Anyway, in light of the pope’s too short but substantively sound observation—and even though political events since 2003, not to mention legal events such as Obergefell in 2015, might have mooted the question—it seems useful to set out why, in my view, CDF’s 2003 statement unintentionally blunted some arguments that Catholics could have, just maybe, used to deflect some of the social and cultural problems arising in the wake of “same-sex marriage”. Condensing some ideas from that unpublished essay and expanding others, I argue thus:

In the course of faithfully setting out Church teaching (indeed, infallible Church teaching, likely divinely revealed infallible Church teaching) that marriage can only exist between one man and one woman, CDF, probably to underscore rhetorically the utter impossibility of marriage existing between two persons of the same sex, never uses the term “same-sex marriage” (even in quotation marks, as is my convention) to describe such unions and instead refers exclusively to “homosexual unions”, or close paraphrases, as something to be resolutely opposed by Catholics.
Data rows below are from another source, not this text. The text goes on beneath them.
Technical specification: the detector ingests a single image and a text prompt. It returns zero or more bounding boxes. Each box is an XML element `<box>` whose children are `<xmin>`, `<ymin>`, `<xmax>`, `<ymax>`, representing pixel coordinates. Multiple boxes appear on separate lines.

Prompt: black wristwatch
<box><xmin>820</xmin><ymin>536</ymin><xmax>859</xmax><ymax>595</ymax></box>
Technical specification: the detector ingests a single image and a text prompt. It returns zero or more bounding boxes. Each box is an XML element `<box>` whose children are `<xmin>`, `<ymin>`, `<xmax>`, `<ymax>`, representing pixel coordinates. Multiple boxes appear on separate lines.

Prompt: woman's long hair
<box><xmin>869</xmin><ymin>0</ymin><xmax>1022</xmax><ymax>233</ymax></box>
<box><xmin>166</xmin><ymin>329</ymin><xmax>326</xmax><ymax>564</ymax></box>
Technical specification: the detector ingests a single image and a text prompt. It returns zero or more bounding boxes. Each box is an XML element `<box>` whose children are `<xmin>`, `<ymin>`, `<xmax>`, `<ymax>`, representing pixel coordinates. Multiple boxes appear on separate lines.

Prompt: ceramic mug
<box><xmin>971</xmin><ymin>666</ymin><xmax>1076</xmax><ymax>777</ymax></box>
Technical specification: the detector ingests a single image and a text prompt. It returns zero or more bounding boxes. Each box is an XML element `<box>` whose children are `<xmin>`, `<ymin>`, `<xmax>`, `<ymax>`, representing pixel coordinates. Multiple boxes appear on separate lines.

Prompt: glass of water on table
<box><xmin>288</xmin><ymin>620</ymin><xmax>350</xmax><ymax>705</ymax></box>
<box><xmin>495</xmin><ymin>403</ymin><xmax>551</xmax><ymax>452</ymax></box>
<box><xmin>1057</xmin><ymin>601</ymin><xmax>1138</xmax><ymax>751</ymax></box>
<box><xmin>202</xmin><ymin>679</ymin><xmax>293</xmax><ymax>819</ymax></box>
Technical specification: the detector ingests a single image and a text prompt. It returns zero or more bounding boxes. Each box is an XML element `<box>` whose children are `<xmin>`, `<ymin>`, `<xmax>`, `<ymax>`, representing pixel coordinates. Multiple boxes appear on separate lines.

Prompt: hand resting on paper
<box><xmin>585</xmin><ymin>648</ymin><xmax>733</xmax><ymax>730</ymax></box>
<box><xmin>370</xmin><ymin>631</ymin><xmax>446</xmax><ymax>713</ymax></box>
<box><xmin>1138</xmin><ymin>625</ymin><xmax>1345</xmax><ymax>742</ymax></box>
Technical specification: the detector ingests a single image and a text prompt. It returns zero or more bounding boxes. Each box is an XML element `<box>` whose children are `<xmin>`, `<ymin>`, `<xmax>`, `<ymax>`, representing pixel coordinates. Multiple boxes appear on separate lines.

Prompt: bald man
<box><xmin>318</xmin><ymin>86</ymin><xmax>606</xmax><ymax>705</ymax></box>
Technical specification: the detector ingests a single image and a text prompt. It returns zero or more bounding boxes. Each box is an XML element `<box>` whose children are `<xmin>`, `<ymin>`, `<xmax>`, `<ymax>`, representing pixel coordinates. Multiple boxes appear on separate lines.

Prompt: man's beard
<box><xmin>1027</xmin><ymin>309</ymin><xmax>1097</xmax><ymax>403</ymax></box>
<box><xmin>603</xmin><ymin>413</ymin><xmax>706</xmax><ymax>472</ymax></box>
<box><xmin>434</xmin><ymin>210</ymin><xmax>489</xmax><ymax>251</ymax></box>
That’s precisely the problem for, while every marriage is a union, not every union is a marriage.

We need to make several points.

1. Human beings exist in or enter into an infinite variety of unions, some biologically determined such as parent-child or siblings, some casual such as friendship or tennis teammates, some legally-sanctioned such as co-owners of businesses or co-signers for loans, some legally-regulated such as physician-patient or teacher-student, and so on and so on, including, in this vast array of unions between people, one and only one union that is motivated by friendship, based on biology, and sanctioned-by and regulated-by law (customary, civil, and/or canonical), namely, that union called marriage. In other words, “union” means a million things but “marriage” means only one, and, in defending “marriage” in particular, it is dangerous to make certain assertions about unions in general.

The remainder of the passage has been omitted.